Vingt mois de salaire

La défunte avait été engagée en 1987 en qualité de secrétaire. En 2014, elle a commencé à cumuler des périodes d’incapacité de travail en raison de son état de santé. En juin 2016, l’EPFL lui a fait parvenir un projet de licenciement au 30 septembre 2016, en lui impartissant un délai de dix jours pour se déterminer. L’employée a fait opposition et a invoqué une violation de son droit d’être entendue. Elle a saisi la Commission de recours interne des EPF qui a partiellement admis son recours. L’EPFL a été condamnée à verser à la secrétaire une indemnité de vingt mois pour violation du droit d’être entendu (huit mois de salaire brut) et pour résiliation du contrat de travail sans faute de l’employé (douze mois de salaire brut). La Commission a toutefois retenu que le motif de résiliation lié à des aptitudes ou capacités insuffisantes était réalisé, car «l’employée n’avait plus été en mesure de fournir, au moins depuis le mois d’avril 2014, des prestations de travail à hauteur de son taux d’activité».

Recours de l’EPFL

Le 11 décembre 2017, la secrétaire est décédée. Dix jours plus tard, l’EPFL a saisi le Tribunal administratif fédéral pour demander l’annulation des indemnités allouées à l’ex-employée. En mars 2021, le Tribunal administratif fédéral a admis le recours de l’EPFL. La descendance de la secrétaire, qui avait décidé de poursuivre la procédure après le décès, a fait recours au TF.

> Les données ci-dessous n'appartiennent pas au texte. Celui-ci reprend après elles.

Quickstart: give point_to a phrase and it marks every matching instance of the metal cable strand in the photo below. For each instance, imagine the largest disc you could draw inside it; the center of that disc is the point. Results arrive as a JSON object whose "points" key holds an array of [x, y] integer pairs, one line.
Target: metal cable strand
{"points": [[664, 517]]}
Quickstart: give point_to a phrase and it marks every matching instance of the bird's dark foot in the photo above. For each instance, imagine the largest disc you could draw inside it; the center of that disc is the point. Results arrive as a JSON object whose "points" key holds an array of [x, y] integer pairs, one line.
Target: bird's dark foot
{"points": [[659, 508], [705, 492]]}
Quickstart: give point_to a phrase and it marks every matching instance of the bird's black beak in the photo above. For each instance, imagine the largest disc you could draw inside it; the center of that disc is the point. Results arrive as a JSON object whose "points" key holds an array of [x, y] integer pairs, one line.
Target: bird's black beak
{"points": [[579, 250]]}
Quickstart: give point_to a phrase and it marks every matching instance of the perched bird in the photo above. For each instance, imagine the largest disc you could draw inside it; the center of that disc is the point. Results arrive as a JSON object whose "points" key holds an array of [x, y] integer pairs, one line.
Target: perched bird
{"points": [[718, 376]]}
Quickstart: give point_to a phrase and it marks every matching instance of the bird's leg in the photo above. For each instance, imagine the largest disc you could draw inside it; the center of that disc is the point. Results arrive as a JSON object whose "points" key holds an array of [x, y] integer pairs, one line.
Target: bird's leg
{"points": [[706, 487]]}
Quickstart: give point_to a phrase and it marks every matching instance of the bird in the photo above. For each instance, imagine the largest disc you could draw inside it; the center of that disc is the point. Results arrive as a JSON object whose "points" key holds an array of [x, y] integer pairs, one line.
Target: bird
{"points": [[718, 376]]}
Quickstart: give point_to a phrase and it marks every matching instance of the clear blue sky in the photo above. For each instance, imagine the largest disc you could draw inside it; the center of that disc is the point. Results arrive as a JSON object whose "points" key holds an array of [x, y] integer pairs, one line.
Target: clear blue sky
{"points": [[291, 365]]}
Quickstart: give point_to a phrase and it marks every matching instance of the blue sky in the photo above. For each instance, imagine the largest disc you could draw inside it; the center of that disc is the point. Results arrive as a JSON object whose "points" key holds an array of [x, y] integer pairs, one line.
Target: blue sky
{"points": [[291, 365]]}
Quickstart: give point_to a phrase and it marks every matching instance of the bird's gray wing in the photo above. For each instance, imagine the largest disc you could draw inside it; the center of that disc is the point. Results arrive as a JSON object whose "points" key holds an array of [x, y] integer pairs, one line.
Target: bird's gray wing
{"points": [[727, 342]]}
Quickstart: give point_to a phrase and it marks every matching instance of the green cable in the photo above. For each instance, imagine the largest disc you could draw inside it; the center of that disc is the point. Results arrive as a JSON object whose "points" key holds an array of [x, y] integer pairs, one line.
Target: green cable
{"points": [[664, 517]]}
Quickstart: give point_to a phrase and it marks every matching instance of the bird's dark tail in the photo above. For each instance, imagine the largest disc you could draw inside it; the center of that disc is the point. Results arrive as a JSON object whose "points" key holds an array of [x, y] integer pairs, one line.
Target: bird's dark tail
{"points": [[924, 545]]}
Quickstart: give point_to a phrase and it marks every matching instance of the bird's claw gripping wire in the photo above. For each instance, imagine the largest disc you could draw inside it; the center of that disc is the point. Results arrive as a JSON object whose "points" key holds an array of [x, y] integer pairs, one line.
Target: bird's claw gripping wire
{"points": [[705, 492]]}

Les juges de Mon-Repos ont divisé la poire en deux. Ils ont retenu que la résiliation du contrat de travail a eu lieu sans faute de l’employée tout en rappelant que le licenciement était justifié, contrairement à ce qu’avait déclaré la Commission de recours interne des EPF. «L’employeur peut résilier un contrat de durée indéterminée en cas de motifs objectivement suffisants, notamment dans les cas suivants: aptitudes ou capacités insuffisantes pour effectuer le travail convenu dans le contrat ou mauvaise volonté de l’employé à accomplir ce travail», a souligné le TF. La thèse de la violation du droit d’être entendu a été également écartée par les juges fédéraux.